A new entrant to the passive RFID market today unveiled a system it claims can provide the read ranges and applications typical of active RFID equipment via lower-cost passive technology. Mojix, which had operated in stealth mode since its founding in 2004, will demonstrate its STAR (Space Time Array Reader) system later this week at the RFID Journal Live show in Las Vegas.

Mojix claims the STAR system, which works with EPCglobal Gen 2 passive RFID tags, can provide 20 times the read range (up to 600 feet), and 100 times the coverage area (up to 250,000 square feet) of conventional passive RFID equipment, for applications including presence detection and location tracking, authentication, asset tracking within the supply chain, and security scenarios.

The Mojix product uses advanced digital signal processing technology derived from deep space communications applications first developed at NASA, where the company’s CEO, Ramin Sadr, worked prior to founding Mojix.

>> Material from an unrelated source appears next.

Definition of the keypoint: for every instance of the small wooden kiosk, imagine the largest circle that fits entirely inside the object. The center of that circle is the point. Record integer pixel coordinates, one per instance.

“Current RFID systems evolved from bar code readers, which are reliable, well-understood, and well-managed by WMS systems. But the technology is based on a fixed portal limited to a coverage area of about 2,500 square feet,” according to Kevin Duffy, senior vice president of sales and marketing at Mojix. The Mojix system “is designed not as a portal, but to provide a ubiquitous view of a three-dimensional volume of space,” Duffy said in a briefing with Managing Automation.